LFI : délires et châtiments

L’extrême-gauche crie à la trahison électorale. Un Premier Ministre de Droite alors que le bloc de gauche du Nouveau Front Populaire a gagné, quelle forfaiture !

Soyons honnêtes, ils auraient pu avoir un Premier Ministre de gauche, mais il fallait qu’il soit Centriste compatible pour être acceptable par le bloc centriste du Parlement. Or le NFP a refusé Cazeneuve qui l’était et a tenté d’imposer Castet qui ne l’était pas. Ils ont tenté le coup de force et l’intransigeance, ils sont perdu.

En même temps, ils adorent être dans l’opposition non constructive, ça permet de promettre des trucs intenables et de ne pas avoir à mettre en œuvre la politique d’austérité qui vient obligatoirement.

Et puis, les combines politiques, ils sont les premiers à en jouer. Le RN est arrivé largement en tête au premier tour des élections. Ce n’est que par une combinaison « Centre + Gauche » de désistements réciproques qu’ils ont gagné autant de députés. Alors qu’une combinaison leur soit maintenant défavorables n’est pas un drame. Juste une pilule amère à digérer.

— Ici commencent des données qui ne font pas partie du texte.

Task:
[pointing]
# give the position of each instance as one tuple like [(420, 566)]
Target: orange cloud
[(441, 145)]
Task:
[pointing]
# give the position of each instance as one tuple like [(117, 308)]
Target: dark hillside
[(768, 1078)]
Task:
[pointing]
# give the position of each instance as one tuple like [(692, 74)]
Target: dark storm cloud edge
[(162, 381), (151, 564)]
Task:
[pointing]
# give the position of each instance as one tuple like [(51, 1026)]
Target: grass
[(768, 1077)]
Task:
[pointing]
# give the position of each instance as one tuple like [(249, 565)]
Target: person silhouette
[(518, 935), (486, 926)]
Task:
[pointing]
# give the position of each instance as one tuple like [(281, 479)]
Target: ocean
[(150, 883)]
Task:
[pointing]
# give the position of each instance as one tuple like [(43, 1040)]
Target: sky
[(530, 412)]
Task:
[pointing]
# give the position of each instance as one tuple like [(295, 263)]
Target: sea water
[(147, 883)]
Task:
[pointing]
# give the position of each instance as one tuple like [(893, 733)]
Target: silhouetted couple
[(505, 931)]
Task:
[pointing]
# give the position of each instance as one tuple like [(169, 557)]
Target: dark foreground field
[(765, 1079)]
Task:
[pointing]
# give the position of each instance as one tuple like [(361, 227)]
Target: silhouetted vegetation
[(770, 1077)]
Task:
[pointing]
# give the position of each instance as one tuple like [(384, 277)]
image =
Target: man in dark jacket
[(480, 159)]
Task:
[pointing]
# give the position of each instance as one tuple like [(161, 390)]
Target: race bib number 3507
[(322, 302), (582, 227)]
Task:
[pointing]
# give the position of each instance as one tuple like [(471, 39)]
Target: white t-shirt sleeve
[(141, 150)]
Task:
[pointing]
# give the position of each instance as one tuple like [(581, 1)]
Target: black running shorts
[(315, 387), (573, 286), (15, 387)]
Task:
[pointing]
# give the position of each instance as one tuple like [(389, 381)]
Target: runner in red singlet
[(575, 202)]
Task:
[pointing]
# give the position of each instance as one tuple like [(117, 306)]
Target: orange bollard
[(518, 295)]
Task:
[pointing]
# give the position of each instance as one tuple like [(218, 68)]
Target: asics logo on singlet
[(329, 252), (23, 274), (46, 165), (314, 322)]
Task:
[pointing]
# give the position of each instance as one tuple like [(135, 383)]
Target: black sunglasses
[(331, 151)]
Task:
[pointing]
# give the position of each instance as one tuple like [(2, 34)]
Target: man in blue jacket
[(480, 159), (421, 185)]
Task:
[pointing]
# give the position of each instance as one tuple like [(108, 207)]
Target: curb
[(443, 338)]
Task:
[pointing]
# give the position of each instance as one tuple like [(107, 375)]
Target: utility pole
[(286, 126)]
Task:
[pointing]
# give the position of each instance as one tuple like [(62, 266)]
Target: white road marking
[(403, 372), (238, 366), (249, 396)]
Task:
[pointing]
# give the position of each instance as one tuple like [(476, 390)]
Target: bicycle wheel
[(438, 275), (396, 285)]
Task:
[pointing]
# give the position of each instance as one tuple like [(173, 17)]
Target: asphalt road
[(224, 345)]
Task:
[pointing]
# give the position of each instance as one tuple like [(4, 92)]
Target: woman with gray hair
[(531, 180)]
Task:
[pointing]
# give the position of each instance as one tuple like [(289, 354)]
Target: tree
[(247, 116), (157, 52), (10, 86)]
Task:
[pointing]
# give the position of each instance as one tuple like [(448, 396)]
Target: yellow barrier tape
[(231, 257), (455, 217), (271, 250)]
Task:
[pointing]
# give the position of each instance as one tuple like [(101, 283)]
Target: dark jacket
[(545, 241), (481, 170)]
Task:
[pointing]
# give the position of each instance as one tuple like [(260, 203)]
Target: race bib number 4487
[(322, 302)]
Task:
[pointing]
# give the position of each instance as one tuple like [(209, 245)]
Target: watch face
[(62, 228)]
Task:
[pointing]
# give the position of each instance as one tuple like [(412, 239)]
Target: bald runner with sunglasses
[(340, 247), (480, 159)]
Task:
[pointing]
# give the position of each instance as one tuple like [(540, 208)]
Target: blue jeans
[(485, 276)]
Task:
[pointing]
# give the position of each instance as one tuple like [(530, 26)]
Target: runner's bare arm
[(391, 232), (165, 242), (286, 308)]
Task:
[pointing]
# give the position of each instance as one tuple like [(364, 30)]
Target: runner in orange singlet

Plan de route gouvernemental : la ligne de crête

Drôle de mission que la sienne : former et conduire un gouvernement sans majorité au Parlement, donc relégué principalement à de la gestion technique, et qui a une mission gravissime à conduire, lancer de façon convaincante et rapide un assainissement des finances publiques.

Soyons honnête, l’homme semble taillé pour la mission. En tout cas, au premier jour de sa prise de fonction, peut on lui accorder confiance à priori.

Tout le reste (la grosse manif unitaire de la gauche-pas-content-pas-content du samedi 7 septembre) n’est que du théâtre. La mer s’est retiré, on s’aperçoit que la France se baigne à poil. Les caisses sont vides, la France a été mal gérée pendant quarante ans, et aujourd’hui on nous présente la facture. Elle pique.

Bon courage, Monsieur Barnier.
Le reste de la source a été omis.